No es que me moleste guardarle las cosas, pero sucede que la casa donde vivo está excedida en lo que refiere a seguridad, con un montón de rejas y puertas, símil Alcatraz. Esto quita fluidez para entrar y salir, complicando este tipo de situaciones en que el tiempo escasea.

Bueno, ya estoy en camino nuevamente, la pérdida de tiempo me lleva a la decisión de sacrificar el papel higiénico. Aprieto el paso y pongo mi mejor cara de apurado para intentar zafar de la charla con Raquel, pero no tengo chance, ya me estaba esperando agazapada en el zaguán de su casa.
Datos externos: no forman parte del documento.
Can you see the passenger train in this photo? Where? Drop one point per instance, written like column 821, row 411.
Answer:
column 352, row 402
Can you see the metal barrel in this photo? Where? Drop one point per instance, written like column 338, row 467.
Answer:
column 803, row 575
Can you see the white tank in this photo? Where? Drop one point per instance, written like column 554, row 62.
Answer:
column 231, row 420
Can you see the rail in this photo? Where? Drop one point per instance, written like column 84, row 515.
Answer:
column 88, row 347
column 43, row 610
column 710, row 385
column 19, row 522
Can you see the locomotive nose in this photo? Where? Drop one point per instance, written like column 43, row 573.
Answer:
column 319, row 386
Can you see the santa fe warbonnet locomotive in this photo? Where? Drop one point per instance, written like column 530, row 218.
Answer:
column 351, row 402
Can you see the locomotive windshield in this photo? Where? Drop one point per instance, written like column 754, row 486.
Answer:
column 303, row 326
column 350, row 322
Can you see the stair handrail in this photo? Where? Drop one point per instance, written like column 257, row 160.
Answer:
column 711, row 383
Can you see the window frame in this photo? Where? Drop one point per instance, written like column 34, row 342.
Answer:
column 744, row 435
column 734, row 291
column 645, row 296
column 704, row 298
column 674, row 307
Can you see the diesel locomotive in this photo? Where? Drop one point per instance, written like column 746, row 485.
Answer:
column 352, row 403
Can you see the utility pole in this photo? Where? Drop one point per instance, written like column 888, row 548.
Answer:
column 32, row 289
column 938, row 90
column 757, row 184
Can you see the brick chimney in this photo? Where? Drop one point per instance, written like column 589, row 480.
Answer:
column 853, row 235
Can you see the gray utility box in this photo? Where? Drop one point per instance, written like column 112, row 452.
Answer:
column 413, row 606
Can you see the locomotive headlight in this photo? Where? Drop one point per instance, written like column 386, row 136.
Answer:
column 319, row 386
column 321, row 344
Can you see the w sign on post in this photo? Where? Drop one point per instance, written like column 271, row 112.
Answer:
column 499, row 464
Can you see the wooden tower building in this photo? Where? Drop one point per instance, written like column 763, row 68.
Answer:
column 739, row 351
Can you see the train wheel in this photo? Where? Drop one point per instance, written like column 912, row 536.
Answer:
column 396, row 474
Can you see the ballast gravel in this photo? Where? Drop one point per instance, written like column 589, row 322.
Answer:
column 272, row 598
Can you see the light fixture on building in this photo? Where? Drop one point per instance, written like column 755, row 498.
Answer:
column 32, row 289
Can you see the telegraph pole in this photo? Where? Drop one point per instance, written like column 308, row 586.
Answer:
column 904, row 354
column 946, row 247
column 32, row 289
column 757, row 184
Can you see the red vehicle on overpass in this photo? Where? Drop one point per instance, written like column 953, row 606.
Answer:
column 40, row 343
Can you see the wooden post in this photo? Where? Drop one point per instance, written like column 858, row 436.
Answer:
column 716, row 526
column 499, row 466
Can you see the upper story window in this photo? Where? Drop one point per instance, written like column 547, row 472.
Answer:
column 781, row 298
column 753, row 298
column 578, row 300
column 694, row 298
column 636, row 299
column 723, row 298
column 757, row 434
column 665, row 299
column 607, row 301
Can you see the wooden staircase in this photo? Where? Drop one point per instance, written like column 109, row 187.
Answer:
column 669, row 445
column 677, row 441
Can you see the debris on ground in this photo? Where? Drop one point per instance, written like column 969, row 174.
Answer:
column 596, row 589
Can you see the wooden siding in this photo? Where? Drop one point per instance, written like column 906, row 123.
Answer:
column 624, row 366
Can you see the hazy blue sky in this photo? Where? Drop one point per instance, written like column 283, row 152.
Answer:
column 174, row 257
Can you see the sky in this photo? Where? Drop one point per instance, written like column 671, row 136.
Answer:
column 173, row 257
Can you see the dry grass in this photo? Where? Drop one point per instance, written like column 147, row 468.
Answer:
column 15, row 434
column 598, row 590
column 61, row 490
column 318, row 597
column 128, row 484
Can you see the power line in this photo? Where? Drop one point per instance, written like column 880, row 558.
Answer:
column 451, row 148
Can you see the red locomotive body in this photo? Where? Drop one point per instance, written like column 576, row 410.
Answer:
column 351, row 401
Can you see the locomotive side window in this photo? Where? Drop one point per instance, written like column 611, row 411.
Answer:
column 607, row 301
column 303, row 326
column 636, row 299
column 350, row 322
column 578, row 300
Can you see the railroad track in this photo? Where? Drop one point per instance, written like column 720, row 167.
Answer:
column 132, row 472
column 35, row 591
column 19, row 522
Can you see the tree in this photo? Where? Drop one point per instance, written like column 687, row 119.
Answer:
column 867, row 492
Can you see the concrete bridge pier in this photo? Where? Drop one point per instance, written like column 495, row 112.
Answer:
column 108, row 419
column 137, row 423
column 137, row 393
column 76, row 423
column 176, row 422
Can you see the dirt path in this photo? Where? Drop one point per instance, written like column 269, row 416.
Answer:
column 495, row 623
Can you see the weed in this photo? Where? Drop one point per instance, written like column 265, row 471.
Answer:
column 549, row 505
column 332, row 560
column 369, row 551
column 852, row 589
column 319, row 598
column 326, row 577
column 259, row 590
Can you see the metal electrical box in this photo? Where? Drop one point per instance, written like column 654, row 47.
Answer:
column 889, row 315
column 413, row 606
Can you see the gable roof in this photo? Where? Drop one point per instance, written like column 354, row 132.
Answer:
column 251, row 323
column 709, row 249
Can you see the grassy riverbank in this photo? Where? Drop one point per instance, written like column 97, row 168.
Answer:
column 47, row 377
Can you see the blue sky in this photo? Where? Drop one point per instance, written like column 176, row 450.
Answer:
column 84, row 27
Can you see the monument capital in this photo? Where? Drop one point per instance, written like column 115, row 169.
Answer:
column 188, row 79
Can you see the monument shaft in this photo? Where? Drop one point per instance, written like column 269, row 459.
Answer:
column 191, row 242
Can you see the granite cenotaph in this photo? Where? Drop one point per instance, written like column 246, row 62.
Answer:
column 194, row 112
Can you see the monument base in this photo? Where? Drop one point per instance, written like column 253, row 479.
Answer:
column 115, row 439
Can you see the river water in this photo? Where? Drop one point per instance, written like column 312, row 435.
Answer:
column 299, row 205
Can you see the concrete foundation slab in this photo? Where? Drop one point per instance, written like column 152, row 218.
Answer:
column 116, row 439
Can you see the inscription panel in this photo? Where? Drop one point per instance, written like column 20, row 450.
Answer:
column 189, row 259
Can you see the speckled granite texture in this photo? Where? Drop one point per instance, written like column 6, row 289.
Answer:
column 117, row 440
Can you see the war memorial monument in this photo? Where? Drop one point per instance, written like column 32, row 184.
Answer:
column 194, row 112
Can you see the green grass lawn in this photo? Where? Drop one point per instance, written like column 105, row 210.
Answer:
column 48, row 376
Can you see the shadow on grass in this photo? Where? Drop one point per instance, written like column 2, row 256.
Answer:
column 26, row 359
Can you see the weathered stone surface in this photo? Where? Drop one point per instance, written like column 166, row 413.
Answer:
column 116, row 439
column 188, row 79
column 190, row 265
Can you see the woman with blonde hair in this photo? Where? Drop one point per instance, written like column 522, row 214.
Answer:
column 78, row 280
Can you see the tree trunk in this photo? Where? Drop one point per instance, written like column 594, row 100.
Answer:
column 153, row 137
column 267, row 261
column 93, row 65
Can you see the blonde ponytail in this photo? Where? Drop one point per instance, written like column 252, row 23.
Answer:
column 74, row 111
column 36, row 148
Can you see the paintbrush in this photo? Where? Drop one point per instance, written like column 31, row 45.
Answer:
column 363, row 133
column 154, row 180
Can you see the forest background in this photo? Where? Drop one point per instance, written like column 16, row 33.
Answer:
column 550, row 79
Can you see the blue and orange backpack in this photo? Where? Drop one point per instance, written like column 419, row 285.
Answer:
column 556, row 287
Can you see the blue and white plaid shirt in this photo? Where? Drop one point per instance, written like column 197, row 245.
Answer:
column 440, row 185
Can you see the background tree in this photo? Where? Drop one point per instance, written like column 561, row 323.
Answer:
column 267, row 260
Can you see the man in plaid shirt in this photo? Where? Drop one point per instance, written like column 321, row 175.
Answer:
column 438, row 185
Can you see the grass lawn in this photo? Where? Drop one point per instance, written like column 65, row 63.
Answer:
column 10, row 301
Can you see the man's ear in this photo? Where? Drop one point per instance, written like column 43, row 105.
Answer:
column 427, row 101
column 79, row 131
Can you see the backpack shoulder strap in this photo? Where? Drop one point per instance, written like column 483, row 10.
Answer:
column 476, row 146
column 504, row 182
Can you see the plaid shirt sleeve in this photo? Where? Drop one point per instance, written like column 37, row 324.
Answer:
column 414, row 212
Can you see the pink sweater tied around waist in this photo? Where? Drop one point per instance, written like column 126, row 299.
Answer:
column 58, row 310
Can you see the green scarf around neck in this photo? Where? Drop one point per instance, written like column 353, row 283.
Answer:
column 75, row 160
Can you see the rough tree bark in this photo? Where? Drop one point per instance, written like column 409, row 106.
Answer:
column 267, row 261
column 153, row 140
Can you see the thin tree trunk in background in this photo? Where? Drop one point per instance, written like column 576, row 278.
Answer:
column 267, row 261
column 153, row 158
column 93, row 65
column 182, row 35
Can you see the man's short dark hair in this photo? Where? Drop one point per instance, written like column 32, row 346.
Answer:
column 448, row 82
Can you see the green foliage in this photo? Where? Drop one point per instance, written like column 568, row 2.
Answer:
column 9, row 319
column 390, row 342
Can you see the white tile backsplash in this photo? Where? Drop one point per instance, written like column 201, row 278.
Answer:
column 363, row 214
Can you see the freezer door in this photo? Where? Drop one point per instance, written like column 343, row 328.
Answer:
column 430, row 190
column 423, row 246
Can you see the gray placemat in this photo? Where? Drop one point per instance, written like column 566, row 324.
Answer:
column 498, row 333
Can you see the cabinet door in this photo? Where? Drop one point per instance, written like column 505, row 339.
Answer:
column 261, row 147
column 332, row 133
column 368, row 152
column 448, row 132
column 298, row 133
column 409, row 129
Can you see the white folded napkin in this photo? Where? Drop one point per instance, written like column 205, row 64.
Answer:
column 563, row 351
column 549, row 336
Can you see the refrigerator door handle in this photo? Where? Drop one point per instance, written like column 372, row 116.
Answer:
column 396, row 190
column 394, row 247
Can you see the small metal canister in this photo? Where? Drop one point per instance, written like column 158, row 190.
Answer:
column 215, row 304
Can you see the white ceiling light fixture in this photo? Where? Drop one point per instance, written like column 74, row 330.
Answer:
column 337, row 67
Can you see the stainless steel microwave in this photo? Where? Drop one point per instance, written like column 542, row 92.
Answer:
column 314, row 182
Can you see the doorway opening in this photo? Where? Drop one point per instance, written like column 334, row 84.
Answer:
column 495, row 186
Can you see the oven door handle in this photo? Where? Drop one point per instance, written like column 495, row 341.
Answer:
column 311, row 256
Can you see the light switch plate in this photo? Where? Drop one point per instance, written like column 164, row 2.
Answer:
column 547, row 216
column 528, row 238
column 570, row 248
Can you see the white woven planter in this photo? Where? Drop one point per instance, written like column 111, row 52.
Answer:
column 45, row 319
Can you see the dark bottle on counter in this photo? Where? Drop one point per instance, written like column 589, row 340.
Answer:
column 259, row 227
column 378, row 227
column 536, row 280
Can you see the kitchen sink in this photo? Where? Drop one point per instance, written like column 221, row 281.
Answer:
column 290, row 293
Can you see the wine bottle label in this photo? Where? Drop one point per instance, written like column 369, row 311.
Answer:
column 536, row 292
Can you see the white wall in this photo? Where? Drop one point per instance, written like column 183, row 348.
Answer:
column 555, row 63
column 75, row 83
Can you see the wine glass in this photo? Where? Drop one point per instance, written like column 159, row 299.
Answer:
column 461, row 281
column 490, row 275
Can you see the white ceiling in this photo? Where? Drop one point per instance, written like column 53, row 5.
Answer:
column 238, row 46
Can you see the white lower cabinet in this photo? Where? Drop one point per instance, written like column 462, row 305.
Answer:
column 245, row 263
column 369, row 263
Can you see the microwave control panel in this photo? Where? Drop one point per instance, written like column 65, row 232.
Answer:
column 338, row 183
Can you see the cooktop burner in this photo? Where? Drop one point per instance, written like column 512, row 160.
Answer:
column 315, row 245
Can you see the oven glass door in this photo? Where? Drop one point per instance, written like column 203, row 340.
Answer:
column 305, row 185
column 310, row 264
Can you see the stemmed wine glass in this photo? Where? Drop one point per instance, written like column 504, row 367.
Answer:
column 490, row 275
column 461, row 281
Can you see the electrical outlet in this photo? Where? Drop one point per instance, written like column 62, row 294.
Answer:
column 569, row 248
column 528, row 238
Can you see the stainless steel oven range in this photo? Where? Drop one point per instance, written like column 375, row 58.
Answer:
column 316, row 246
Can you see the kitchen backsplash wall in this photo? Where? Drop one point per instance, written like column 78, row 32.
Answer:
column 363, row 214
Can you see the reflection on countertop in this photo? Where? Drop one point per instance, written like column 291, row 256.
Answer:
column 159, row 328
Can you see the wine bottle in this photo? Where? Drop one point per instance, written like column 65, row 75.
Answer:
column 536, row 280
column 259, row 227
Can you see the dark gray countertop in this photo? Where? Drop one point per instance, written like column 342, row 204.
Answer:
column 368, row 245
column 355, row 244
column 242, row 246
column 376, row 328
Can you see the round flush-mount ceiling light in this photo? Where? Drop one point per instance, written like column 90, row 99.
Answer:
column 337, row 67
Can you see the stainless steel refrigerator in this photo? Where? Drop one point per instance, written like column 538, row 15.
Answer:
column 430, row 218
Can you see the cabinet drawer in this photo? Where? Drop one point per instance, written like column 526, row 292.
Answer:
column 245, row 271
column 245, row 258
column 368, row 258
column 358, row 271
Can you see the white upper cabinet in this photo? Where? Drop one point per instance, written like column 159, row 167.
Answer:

Me sale al cruce con una velocidad y agilidad similar a la de un All Black tacleando a un rival, me detengo abruptamente ante semejante obstrucción y noto que está llorando. Está desesperada porque a Mecha le diagnosticaron diabetes y ahora es insulinodependiente. El temor de Raquel pasa por saber quién le cuidará a la perra vieja en caso de que ella muera o le suceda algo, porque Mecha no sobreviviría sin recibir su medicación diaria. Lo cual es una estupidez porque la perra se moriría igual si nadie le da de comer. Esto no se lo digo porque mi intención es salir lo más rápido posible de esta situación que me consume minutos valiosos. Raquel sigue llorando y lamentando mientras yo hago todo lo posible para irme, a esa altura ya tengo que sacrificar membrillo, manteca y queso para llegar a comprar las frutas y verduras. En mi desesperación por la situación que no parece tener fin, se me ocurre decirle: Raquel, yo me hago cargo. Inmediatamente deja de llorar, se pone seria y, con un cambio de actitud rotundo, saca una carpeta donde tiene un poder redactado por un escribano público que yo debo firmar para obligarme a ser el tutor legal de la mascota. En el apuro por salir de este embrollo y llegar a la feria, elijo firmar por mi libertad.

A paso apurado voy tomando algún mate como puedo, revisando la lista y tachando todas las cosas que debía comprar. El objetivo se reduce a conseguir lo necesario para sobrevivir el sábado, lo demás ya es una utopía y la docena de huevos la extra ball.